Move Or Be Self-Consumed: Avoiding Atrophy Of Body, Mind, And Soul
There is something about turning 50 which makes one think frequently about the break-neck speed at which life moves past all of us. I think about this a lot.
I speak to tired young families with 6-month olds, complimenting them on their cute kids; encouraging to enjoy them.
"It goes fast," I warn. "You blink once and they're 6. Blink twice and they're 26 and married."
I speak like an old man.
Young Moms and dads respond, "I know! I can't believe she's 6 months already."
Internally, I laugh. You miss my point, but it's okay. You can't know.

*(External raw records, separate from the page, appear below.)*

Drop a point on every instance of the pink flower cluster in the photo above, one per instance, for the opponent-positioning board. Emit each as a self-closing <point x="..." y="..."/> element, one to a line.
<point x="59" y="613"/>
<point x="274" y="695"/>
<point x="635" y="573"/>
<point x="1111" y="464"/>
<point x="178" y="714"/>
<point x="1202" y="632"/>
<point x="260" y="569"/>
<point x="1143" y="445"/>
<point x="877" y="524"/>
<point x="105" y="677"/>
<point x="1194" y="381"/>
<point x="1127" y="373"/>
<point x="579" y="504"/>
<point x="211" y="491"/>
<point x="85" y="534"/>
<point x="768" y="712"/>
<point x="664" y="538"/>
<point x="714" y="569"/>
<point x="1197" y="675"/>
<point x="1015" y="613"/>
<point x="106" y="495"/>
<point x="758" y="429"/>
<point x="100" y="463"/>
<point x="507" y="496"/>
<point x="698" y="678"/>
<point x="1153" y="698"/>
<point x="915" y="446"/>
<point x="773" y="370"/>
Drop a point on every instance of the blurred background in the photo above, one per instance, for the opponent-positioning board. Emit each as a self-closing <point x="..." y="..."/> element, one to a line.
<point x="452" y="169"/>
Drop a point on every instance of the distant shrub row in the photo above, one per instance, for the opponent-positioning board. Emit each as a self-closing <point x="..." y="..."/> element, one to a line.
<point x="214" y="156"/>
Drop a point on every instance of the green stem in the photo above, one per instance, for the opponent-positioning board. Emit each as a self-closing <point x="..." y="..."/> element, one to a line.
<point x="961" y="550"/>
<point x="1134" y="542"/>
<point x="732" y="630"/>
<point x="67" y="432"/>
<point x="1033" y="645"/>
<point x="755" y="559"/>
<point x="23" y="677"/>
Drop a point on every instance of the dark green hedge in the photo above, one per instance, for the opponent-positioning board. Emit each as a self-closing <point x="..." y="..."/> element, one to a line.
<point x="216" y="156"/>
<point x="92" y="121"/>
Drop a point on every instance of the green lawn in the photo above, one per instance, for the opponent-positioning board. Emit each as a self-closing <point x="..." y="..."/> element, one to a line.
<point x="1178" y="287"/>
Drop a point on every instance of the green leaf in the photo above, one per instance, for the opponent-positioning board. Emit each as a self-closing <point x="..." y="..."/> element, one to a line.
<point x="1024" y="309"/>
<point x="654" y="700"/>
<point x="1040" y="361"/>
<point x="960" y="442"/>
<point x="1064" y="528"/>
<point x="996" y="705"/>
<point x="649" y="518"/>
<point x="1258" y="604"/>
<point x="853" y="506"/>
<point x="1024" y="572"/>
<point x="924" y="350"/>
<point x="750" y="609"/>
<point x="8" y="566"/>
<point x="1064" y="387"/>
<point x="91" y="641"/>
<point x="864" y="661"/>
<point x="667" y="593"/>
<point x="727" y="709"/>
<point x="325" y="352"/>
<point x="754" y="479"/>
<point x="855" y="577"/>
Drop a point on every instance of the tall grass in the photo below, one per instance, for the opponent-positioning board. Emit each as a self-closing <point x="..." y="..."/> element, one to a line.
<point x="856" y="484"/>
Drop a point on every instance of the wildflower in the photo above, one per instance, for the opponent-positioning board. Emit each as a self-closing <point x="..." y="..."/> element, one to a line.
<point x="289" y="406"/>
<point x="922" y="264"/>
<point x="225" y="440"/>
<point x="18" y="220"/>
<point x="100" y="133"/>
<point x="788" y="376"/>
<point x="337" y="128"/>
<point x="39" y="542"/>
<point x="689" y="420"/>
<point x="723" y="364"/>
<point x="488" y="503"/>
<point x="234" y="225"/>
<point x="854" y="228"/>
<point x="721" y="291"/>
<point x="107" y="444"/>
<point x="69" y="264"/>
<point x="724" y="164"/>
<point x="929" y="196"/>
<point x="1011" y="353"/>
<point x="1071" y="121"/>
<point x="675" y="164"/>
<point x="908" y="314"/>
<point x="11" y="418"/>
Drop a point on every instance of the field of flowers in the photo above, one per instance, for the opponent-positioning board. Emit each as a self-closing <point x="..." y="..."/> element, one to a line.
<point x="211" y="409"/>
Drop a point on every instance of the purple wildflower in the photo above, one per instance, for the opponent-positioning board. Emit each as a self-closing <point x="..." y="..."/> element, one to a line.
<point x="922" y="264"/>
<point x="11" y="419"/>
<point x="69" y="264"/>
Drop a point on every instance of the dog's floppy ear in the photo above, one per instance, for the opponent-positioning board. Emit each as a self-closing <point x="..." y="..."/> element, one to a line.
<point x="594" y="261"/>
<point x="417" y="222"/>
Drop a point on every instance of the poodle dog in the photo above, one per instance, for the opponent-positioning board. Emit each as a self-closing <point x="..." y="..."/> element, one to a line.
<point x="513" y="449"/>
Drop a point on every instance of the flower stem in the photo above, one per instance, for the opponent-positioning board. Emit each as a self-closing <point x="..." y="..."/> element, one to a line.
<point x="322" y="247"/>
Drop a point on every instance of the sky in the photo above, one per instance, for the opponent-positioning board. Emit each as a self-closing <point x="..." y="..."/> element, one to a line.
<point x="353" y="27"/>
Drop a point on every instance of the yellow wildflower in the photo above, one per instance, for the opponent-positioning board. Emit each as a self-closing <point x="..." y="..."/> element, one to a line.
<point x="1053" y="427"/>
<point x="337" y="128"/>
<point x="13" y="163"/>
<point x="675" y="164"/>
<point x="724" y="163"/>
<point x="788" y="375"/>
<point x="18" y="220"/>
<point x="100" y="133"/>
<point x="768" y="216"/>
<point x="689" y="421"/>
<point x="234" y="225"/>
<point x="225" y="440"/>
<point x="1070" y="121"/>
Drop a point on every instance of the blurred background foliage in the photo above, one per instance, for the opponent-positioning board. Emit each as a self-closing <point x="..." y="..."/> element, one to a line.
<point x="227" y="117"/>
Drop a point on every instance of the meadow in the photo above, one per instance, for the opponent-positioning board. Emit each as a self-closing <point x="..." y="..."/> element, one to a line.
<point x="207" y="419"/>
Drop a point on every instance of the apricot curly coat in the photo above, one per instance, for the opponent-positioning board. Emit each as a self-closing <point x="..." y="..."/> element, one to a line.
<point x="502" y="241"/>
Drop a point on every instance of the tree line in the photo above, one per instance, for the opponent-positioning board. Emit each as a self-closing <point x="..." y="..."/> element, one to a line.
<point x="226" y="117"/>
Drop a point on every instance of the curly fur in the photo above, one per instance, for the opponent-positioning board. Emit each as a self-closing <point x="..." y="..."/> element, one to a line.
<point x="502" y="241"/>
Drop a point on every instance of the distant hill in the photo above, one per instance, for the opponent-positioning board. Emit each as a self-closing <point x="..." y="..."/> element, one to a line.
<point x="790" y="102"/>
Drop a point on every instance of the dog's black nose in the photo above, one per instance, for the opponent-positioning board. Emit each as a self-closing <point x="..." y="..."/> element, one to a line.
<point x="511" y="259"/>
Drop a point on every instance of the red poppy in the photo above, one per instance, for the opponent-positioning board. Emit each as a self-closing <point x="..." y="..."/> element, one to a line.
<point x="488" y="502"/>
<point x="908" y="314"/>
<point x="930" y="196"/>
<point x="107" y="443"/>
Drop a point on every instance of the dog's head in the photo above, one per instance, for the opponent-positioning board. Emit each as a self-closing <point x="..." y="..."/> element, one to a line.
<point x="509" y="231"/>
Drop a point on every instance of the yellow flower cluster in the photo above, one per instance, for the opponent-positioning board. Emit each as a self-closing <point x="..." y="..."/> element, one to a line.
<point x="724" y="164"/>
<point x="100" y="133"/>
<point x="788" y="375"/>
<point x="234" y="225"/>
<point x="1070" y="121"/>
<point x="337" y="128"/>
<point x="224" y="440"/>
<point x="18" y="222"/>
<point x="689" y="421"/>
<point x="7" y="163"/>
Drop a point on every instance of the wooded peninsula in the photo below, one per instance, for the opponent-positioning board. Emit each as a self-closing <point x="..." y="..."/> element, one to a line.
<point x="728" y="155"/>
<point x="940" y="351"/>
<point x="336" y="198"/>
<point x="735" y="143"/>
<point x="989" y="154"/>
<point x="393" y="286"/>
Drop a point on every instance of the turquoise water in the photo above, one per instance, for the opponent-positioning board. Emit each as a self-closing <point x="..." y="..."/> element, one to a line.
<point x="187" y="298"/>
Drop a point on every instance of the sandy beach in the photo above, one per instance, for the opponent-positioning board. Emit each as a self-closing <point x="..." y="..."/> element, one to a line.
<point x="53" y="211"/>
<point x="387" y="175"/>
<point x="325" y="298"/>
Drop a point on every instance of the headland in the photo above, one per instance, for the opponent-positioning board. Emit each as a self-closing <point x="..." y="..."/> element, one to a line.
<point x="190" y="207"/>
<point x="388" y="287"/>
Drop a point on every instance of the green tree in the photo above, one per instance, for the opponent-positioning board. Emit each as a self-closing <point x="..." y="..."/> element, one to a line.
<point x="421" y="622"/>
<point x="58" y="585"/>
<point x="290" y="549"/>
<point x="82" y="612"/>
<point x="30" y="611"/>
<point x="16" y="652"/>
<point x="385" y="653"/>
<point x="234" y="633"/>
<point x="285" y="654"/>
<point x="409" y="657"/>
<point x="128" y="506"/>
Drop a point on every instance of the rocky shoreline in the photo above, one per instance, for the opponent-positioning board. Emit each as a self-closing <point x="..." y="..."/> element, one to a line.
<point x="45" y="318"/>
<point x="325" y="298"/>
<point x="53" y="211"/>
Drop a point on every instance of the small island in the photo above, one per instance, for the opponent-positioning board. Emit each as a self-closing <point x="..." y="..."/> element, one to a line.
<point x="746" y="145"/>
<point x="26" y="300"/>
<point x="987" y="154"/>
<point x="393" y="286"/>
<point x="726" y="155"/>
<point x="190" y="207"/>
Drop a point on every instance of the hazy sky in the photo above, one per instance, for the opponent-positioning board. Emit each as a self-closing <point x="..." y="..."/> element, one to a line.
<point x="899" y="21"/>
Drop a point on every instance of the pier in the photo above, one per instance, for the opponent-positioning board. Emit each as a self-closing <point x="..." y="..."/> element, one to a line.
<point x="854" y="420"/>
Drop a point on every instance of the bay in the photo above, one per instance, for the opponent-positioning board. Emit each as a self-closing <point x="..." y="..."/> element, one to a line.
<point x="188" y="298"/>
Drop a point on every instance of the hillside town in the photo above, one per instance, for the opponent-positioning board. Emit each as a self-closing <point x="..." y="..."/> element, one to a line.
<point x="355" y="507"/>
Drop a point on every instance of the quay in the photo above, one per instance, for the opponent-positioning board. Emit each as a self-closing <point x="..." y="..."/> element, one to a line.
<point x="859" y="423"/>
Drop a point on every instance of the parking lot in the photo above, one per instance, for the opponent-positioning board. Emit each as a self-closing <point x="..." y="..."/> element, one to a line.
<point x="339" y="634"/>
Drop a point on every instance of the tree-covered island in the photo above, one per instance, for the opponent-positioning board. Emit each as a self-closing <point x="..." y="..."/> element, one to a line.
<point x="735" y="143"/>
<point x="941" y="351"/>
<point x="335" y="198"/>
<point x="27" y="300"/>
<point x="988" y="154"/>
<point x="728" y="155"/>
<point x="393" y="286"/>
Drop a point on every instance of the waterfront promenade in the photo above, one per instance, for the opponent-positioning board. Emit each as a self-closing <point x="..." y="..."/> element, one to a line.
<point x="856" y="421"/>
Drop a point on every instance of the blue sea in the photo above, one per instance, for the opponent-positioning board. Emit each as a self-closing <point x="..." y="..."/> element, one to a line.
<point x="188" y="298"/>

You're 20. You have a baby - and your frontal lobes aren't even fully developed, yet.
Beyond the ever-increasing swift passage of time, age brings on the reality of atrophy.
It’s one of my concerns.
But not just atrophy of the body. That’s concern enough. And remedied with relative ease through physical movement. The deeper concern is the less obvious sorts of emaciation.
Atrophy of the mind and atrophy of the spirit.
Keep the brain moving
As we get older, the brain does slow down. We forget things. Short term memory fades. We’re just not as sharp as we used to be. Where are the car keys again? I can't find my phone. Oh. It's in my hand. This is concerning to me.
I’ve read research that learning a foreign language helps with this. (Mongolian language is my one party trick.) I remember my grandparents doing crossword puzzles. My guess is it's one of the reasons their brains stayed active. Cognitive exercise is as important as physical exercise, at any age. Both are even more critical at 50 and up.
Avoid the mental mush of screens and newsfeeds and moving images. Go analog. Go outside. Take a walk. Sleep for 8 hours. Force your mind to work through the complex problems and challenges faced at work. Write in a journal. Learn new things. It saves the brain. (You can read about this in detail in Dr. Amen's book. Or listen to these TED talks.)
Keep the Spirit moving
I was a young kid, returning from my first trip outside of America. The time and the people had a profound impact on my psyche and spirit - and the trajectory of my entire life. An old lady in the airport asks me where I've been and I tell her, expecting her to mirror my youthful enthusiasm.
She's bitter and angry. Cusses "those people" and talks about the way they're taking over the city.
I didn't know how to define what I saw.
I do now. It's atrophy of the spirit.
It's allowing prejudice and bitterness creep into the soul to the point of toxicity.
It's the result of being in a constant, long-held state of unforgiveness, anger, and discontent.
The remedy is to feed the spirit. For me, this means a steady diet of prayer, scripture, and solitude.
The danger of getting old is failure to properly move. This is apparent in the physical realm.
But, if we stand still in the mental and spiritual space, we'll also grow weak and potentially noxious.
Because here's the twist.
When it comes to atrophy, age is irrelevant.
Move, or become self-consumed. That's simply how these things work.